Keeping your history

Logbooks are important in research, but (realistically), they are completely useless if you do your work on the computer.    Back in grad school, I tried, but it was hopeless.   One spends all day printing things out and pasting them in; it is closer to a primary school art class than real research.

If you program, it’s even worse.   Suppose you change a few lines in the midst of a 1000 line program.   What do you print and glue into your logbook?  Nothing you can put there will actually be helpful.  So, use a logbook if you spend almost all your time in a real lab (one with beakers), but the rest of us will have to do something else.

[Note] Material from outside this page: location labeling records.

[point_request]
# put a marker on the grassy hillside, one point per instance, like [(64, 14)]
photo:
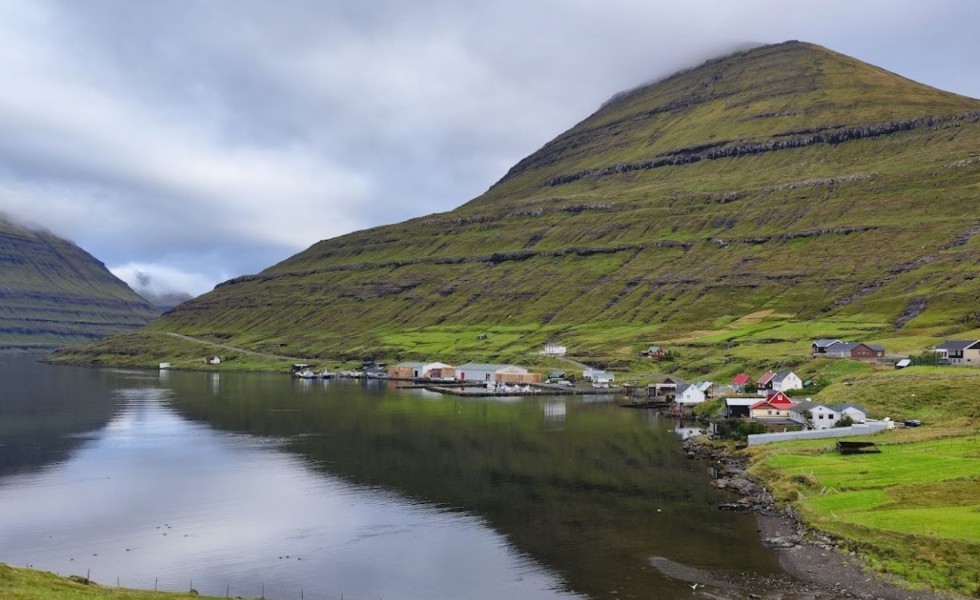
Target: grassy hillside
[(734, 210), (53, 293), (24, 584)]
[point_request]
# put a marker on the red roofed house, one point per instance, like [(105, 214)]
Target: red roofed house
[(741, 380), (771, 408), (780, 400), (765, 382)]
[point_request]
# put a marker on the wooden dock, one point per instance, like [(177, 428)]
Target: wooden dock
[(480, 391)]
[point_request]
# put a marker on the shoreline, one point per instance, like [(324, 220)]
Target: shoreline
[(821, 565)]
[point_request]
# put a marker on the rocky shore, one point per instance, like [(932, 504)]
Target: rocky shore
[(821, 566)]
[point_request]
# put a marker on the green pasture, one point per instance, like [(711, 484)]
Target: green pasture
[(913, 509)]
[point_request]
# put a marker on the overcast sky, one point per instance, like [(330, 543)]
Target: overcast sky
[(197, 140)]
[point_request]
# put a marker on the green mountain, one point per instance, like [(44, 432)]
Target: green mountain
[(733, 210), (53, 293)]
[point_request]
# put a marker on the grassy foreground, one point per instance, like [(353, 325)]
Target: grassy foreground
[(913, 510), (27, 584)]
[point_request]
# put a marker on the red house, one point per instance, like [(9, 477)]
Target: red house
[(780, 400), (765, 382)]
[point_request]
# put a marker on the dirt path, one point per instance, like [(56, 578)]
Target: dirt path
[(232, 348)]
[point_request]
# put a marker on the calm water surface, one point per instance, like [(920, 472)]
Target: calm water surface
[(244, 483)]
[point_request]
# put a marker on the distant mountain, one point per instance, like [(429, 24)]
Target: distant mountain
[(165, 302), (53, 293), (778, 193)]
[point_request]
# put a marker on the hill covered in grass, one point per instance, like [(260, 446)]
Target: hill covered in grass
[(53, 293), (735, 210)]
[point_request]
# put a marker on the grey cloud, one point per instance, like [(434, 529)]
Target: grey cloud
[(216, 138)]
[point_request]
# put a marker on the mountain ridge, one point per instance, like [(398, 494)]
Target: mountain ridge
[(743, 185), (54, 293)]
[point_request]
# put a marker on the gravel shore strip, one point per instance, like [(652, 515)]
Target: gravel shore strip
[(818, 566)]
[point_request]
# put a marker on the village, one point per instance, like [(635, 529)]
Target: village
[(772, 406)]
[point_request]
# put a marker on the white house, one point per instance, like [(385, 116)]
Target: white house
[(688, 394), (856, 413), (554, 350), (598, 375), (821, 415), (784, 381)]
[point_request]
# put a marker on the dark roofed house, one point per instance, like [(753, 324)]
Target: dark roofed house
[(959, 352), (785, 380), (655, 352), (857, 350), (820, 346), (741, 380)]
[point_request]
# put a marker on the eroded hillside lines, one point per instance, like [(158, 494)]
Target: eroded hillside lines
[(691, 155)]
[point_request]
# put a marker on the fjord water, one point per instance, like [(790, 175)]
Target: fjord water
[(247, 483)]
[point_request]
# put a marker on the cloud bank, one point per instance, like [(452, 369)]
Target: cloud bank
[(198, 141)]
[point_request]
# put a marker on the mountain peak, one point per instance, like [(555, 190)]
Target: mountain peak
[(757, 94)]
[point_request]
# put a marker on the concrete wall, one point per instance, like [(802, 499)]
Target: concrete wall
[(815, 434)]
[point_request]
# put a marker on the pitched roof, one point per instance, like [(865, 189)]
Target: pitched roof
[(806, 405), (780, 399), (741, 379), (482, 366), (956, 344), (741, 401), (781, 375)]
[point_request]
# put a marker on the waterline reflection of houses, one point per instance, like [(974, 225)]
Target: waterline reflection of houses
[(554, 411), (688, 430)]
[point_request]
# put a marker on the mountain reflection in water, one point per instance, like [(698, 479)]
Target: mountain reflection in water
[(337, 487)]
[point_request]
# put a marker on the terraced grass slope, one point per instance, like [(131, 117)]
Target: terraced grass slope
[(788, 181), (53, 293)]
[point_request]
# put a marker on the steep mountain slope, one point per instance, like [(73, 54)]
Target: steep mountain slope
[(788, 185), (53, 293)]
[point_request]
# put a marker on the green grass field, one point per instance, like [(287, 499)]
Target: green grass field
[(913, 510), (27, 584)]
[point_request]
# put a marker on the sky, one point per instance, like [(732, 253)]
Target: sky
[(186, 142)]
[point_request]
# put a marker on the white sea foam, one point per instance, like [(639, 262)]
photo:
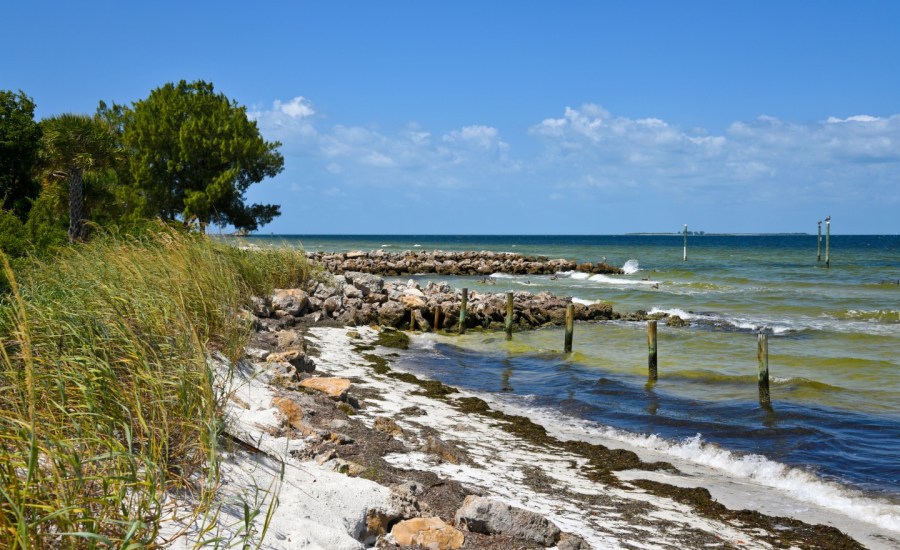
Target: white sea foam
[(798, 484), (606, 279), (775, 327)]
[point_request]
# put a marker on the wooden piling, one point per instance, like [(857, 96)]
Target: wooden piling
[(819, 244), (462, 311), (509, 311), (762, 357), (651, 351)]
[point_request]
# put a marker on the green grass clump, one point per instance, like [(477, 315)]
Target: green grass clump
[(107, 401)]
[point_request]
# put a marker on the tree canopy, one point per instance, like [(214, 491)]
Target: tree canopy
[(193, 153), (20, 141), (75, 146)]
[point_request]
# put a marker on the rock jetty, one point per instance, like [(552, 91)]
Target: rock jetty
[(482, 263), (356, 298)]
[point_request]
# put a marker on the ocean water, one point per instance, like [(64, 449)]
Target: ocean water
[(832, 434)]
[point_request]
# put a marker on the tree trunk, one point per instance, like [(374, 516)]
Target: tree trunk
[(76, 205)]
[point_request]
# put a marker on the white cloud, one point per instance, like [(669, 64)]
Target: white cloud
[(298, 107), (589, 155), (854, 118)]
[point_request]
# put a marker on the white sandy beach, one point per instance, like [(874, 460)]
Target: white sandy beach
[(320, 508)]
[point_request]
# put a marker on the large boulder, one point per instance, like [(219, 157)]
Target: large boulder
[(299, 360), (365, 282), (488, 516), (431, 533)]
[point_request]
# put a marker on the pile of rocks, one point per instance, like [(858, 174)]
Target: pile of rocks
[(451, 263), (356, 298)]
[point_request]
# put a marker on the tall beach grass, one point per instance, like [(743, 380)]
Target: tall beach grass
[(107, 402)]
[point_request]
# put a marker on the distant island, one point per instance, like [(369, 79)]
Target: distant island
[(705, 234)]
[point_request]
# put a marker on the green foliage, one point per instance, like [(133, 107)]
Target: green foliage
[(107, 401), (20, 138), (75, 148), (47, 221), (12, 235), (194, 153)]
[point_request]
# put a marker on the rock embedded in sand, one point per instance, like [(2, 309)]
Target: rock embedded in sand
[(386, 425), (298, 360), (492, 517), (292, 301), (333, 387), (431, 533)]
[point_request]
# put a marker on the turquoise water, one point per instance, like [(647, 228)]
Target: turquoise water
[(834, 344)]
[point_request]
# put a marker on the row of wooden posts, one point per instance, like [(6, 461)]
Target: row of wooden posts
[(827, 243), (762, 347)]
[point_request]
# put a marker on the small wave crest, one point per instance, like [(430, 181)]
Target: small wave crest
[(631, 266), (887, 316), (730, 323), (797, 483)]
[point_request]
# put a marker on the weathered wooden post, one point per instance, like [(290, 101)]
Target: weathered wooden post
[(462, 311), (651, 350), (509, 308), (762, 357), (819, 244)]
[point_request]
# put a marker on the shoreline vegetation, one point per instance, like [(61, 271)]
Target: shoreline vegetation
[(111, 411), (107, 403)]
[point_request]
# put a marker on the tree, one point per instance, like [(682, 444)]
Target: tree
[(20, 141), (73, 146), (194, 153)]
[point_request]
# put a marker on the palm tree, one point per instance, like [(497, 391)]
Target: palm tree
[(73, 145)]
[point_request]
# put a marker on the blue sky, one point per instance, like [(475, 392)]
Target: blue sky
[(514, 116)]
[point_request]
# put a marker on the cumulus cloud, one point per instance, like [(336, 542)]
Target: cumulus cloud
[(588, 147), (589, 155), (298, 107)]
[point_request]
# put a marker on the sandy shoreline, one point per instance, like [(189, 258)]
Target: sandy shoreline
[(301, 459)]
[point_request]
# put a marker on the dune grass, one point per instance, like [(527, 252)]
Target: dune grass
[(107, 402)]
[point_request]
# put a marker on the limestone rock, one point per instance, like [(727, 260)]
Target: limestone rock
[(432, 533), (405, 500), (391, 314), (412, 302), (572, 542), (333, 387), (445, 451), (366, 283), (292, 301), (488, 516), (676, 321), (387, 425), (299, 360), (260, 307)]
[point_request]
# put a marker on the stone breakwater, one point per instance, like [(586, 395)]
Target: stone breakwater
[(483, 263), (356, 298)]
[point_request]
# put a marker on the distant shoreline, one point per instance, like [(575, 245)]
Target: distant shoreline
[(705, 234)]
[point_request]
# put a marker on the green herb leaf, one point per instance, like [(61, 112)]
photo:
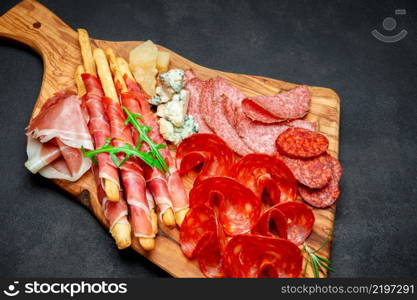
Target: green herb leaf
[(143, 130)]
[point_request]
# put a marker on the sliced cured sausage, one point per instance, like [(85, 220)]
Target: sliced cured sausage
[(272, 223), (198, 224), (326, 196), (300, 220), (194, 87), (264, 173), (292, 104), (236, 206), (256, 113), (208, 149), (314, 173), (214, 95), (301, 143), (252, 256)]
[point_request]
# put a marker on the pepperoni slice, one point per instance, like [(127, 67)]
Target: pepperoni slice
[(300, 220), (266, 174), (236, 206), (256, 113), (199, 223), (204, 148), (301, 143), (210, 258), (272, 223), (253, 256), (326, 196), (314, 173)]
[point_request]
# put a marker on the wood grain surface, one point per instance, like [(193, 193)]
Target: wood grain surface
[(33, 24)]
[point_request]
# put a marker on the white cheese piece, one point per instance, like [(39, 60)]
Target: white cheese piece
[(177, 134), (173, 79)]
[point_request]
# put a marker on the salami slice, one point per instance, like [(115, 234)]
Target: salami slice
[(301, 143), (237, 207), (256, 113), (272, 223), (194, 86), (264, 173), (326, 196), (210, 258), (217, 119), (312, 126), (252, 256), (314, 173), (292, 104), (204, 148), (300, 220), (259, 137), (198, 224)]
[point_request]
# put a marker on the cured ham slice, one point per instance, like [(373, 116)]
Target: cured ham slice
[(136, 102), (99, 127), (131, 172), (55, 137)]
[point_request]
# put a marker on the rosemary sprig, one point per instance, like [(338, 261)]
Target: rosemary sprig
[(127, 149), (143, 137), (318, 263)]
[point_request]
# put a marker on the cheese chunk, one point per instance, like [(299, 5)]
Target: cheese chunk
[(173, 79)]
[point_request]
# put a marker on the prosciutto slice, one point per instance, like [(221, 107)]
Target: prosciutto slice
[(131, 171), (136, 102), (55, 137)]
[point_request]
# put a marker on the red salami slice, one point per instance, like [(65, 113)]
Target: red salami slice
[(301, 143), (272, 223), (194, 86), (256, 113), (198, 224), (204, 148), (251, 256), (238, 208), (293, 104), (210, 258), (312, 126), (300, 220), (326, 196), (264, 173), (314, 172), (217, 119)]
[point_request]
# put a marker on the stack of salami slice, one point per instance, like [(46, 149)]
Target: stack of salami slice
[(246, 125), (233, 229), (318, 173)]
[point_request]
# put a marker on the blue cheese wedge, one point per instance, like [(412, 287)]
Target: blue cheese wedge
[(174, 110), (177, 134), (173, 79)]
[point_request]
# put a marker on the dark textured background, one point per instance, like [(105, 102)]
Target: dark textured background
[(325, 43)]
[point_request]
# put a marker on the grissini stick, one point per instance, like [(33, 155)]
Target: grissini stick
[(140, 212), (121, 229), (111, 188)]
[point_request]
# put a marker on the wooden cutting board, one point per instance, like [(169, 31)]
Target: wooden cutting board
[(33, 24)]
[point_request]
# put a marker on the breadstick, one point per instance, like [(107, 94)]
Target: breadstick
[(88, 61), (168, 216)]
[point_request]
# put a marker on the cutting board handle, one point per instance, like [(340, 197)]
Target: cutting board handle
[(33, 24)]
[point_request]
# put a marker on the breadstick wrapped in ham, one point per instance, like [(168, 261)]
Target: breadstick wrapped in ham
[(115, 212), (131, 172), (136, 101)]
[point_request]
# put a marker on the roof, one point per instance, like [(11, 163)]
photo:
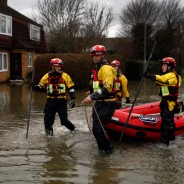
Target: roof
[(4, 9), (20, 38)]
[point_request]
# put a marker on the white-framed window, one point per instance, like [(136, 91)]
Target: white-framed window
[(34, 32), (5, 25), (3, 62), (30, 64)]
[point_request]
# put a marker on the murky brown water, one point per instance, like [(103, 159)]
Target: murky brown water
[(73, 157)]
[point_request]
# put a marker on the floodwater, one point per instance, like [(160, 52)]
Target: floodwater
[(73, 158)]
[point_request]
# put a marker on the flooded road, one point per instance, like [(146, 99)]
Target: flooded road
[(73, 158)]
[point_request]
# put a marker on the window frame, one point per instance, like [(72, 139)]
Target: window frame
[(30, 60), (3, 63), (8, 23), (35, 33)]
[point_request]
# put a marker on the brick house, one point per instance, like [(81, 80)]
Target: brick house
[(21, 41)]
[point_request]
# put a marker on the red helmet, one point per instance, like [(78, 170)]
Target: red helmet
[(56, 62), (97, 50), (169, 61), (115, 63)]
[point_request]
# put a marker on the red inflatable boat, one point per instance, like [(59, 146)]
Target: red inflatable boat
[(144, 121)]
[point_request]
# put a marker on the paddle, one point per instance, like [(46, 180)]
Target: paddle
[(31, 90), (87, 118), (142, 79), (99, 121)]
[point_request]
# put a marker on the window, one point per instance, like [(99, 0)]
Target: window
[(29, 60), (5, 25), (3, 62), (34, 32)]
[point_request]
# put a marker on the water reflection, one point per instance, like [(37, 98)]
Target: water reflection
[(73, 157)]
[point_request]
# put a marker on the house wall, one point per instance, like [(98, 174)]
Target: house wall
[(25, 68), (5, 75)]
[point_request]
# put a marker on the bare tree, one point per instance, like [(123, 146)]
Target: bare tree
[(70, 24), (97, 21), (136, 12)]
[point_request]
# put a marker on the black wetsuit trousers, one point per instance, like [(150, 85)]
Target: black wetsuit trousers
[(105, 111), (168, 125), (58, 105)]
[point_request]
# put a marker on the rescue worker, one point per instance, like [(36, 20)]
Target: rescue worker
[(169, 82), (120, 84), (56, 82), (102, 91)]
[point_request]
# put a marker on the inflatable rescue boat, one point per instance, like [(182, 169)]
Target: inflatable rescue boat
[(144, 121)]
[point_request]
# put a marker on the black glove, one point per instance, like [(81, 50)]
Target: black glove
[(32, 84), (72, 103), (127, 100), (36, 87), (147, 75)]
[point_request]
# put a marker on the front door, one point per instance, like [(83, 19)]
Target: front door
[(15, 66)]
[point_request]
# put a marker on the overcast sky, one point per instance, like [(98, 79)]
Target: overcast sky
[(26, 6)]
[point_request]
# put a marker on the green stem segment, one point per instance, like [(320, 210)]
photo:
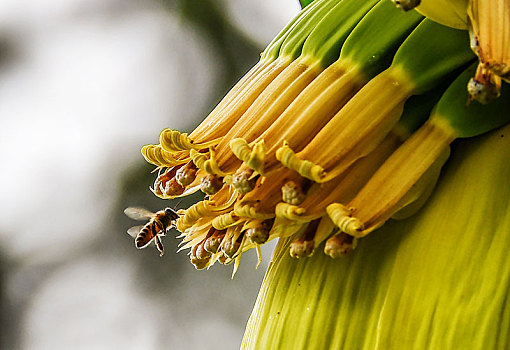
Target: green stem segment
[(439, 280)]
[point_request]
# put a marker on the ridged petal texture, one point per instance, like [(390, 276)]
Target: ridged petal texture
[(439, 280)]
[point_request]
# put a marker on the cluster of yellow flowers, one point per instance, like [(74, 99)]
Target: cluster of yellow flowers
[(344, 123)]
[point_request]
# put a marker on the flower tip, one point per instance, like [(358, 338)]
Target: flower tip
[(339, 245), (300, 248), (406, 5)]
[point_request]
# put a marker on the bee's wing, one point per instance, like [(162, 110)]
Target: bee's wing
[(137, 213), (135, 230)]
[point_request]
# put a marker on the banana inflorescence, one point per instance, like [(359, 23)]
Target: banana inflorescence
[(344, 123)]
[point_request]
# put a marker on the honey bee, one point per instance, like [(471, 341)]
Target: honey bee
[(159, 223)]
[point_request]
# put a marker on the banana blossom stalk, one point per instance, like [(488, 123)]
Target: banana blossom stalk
[(323, 141), (438, 280)]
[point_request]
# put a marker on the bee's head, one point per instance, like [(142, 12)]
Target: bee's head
[(171, 214)]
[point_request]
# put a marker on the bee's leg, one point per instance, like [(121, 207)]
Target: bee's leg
[(159, 245)]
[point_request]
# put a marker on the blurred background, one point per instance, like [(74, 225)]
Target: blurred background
[(83, 85)]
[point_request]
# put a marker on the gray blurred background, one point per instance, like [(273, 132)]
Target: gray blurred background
[(83, 85)]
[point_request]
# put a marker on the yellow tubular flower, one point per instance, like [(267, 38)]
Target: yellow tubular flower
[(439, 280), (328, 137)]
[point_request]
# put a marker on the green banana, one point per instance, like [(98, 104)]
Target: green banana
[(365, 120), (362, 56), (320, 48), (452, 118), (439, 280)]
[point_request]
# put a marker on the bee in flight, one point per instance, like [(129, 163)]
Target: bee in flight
[(159, 223)]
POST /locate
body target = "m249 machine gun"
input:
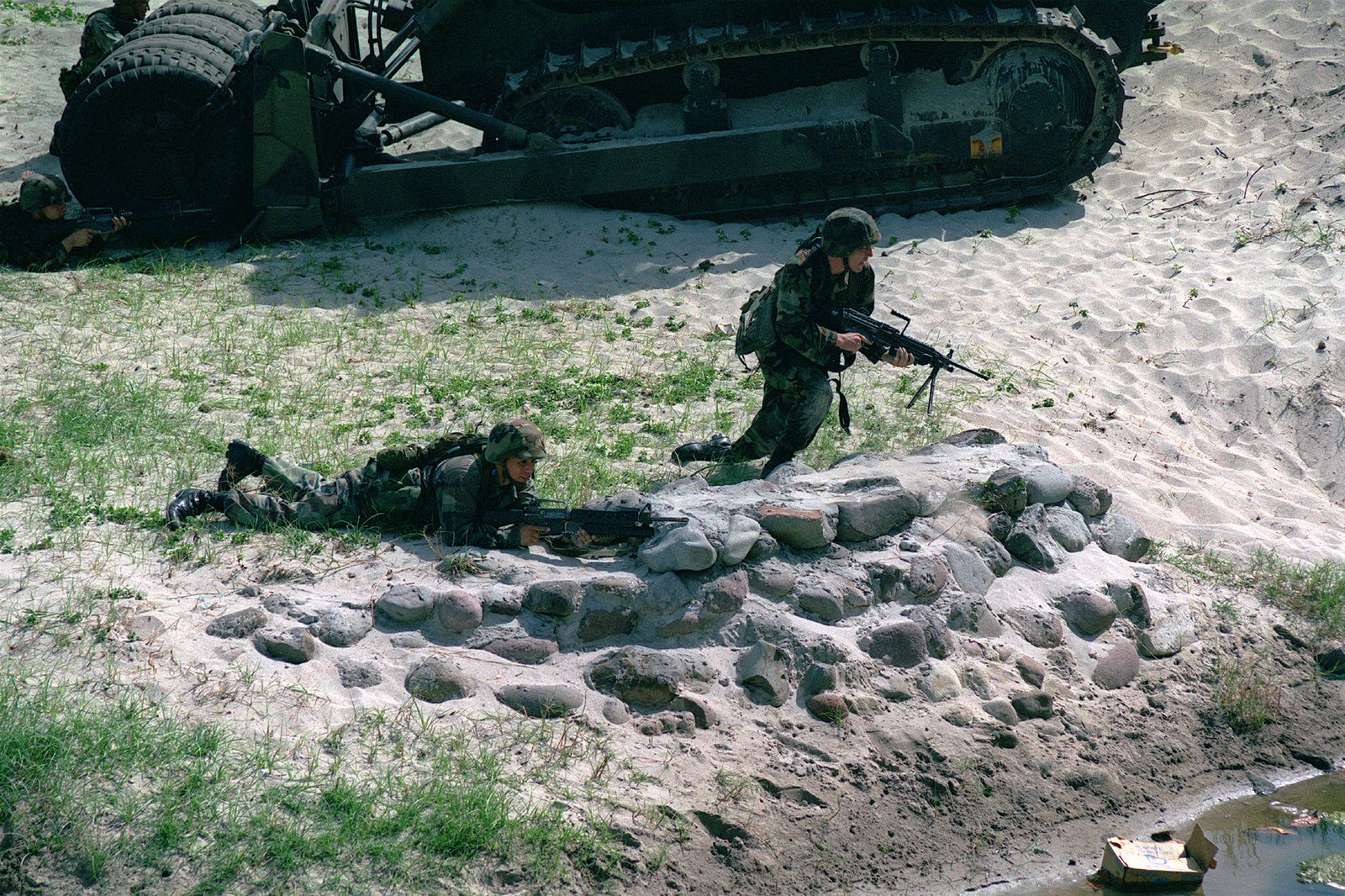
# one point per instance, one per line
(280, 119)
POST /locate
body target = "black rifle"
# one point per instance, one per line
(620, 522)
(889, 340)
(101, 221)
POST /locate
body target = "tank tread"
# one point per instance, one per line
(908, 186)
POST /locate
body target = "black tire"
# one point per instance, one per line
(215, 31)
(241, 13)
(138, 136)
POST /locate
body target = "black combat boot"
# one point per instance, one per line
(241, 461)
(717, 448)
(193, 502)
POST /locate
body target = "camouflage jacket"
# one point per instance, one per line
(104, 30)
(804, 284)
(467, 486)
(22, 248)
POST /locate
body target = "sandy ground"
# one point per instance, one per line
(1174, 331)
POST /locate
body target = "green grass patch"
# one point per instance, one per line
(121, 791)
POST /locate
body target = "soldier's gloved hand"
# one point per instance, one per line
(899, 358)
(530, 535)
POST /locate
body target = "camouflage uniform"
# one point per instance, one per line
(104, 30)
(37, 245)
(798, 387)
(304, 498)
(444, 486)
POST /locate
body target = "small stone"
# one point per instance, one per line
(553, 598)
(239, 625)
(436, 680)
(288, 645)
(457, 609)
(829, 708)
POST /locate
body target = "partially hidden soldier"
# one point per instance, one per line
(797, 367)
(104, 30)
(443, 486)
(29, 237)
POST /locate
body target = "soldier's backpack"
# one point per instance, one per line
(403, 458)
(757, 322)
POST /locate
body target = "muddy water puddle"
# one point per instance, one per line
(1261, 840)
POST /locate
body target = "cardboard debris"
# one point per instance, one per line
(1133, 862)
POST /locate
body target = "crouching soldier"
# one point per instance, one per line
(444, 486)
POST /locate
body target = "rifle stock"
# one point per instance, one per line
(889, 338)
(101, 221)
(625, 522)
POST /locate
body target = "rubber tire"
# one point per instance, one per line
(214, 30)
(124, 140)
(241, 13)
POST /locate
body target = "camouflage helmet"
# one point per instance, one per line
(515, 437)
(40, 192)
(847, 230)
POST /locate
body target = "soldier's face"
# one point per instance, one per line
(520, 468)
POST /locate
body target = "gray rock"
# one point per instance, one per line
(901, 643)
(1089, 498)
(1048, 485)
(800, 528)
(240, 623)
(1332, 661)
(1031, 670)
(938, 638)
(342, 626)
(528, 650)
(436, 680)
(553, 598)
(771, 579)
(600, 625)
(725, 595)
(1033, 704)
(874, 515)
(639, 676)
(968, 569)
(620, 589)
(820, 677)
(407, 604)
(1169, 634)
(764, 673)
(973, 615)
(927, 576)
(683, 548)
(1087, 611)
(1131, 602)
(1068, 528)
(669, 593)
(992, 551)
(1118, 667)
(1005, 492)
(457, 609)
(1001, 709)
(941, 683)
(1036, 627)
(737, 542)
(541, 700)
(829, 708)
(356, 674)
(1032, 542)
(291, 645)
(1121, 535)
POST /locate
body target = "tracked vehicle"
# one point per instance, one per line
(272, 121)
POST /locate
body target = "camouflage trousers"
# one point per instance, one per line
(299, 497)
(795, 401)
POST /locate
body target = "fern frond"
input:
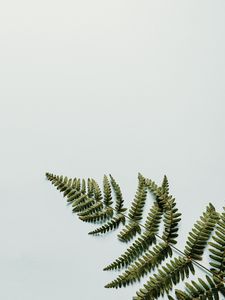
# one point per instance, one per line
(143, 242)
(129, 231)
(179, 267)
(112, 224)
(207, 289)
(107, 191)
(153, 218)
(90, 188)
(218, 248)
(118, 194)
(135, 214)
(142, 266)
(167, 276)
(140, 245)
(171, 221)
(165, 185)
(83, 186)
(198, 237)
(78, 184)
(102, 215)
(96, 207)
(77, 199)
(97, 191)
(84, 205)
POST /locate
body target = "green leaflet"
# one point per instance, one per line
(143, 242)
(135, 213)
(105, 206)
(178, 268)
(207, 289)
(217, 249)
(142, 266)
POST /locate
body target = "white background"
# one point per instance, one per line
(95, 87)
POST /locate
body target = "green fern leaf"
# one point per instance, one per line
(107, 191)
(118, 194)
(112, 224)
(100, 216)
(96, 207)
(201, 290)
(167, 276)
(143, 242)
(142, 266)
(135, 214)
(218, 248)
(198, 237)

But, the idea behind logbooks cannot be ignored.  It’s hard to remember what you did when, in a complex project.   And, sometimes you will need to go back and check your work, or a reviewer of one of your papers will request more explanation, or whatever.  Without good logs, you may need to re-compute your entire paper from scratch.  [Without logbooks, just think how embarrassing true honesty would be.  Suppose you work hard and analyze your heart out, and get a result that is statistically significant at the 0.01% level.  You’d have to report that there is a 25.01% chance that someone who repeats your experiment will get different results: 0.01% from the statistics and 25% because that’s the odds you forgot to report some important part of the method.]

So, I do almost everything with scripts (that leaves me with a record of my computations), and the scripts leave log files, and intermediate data files have headers to show where they come from.  That catches the biggest parts of  the computations, but little things still slip through the cracks.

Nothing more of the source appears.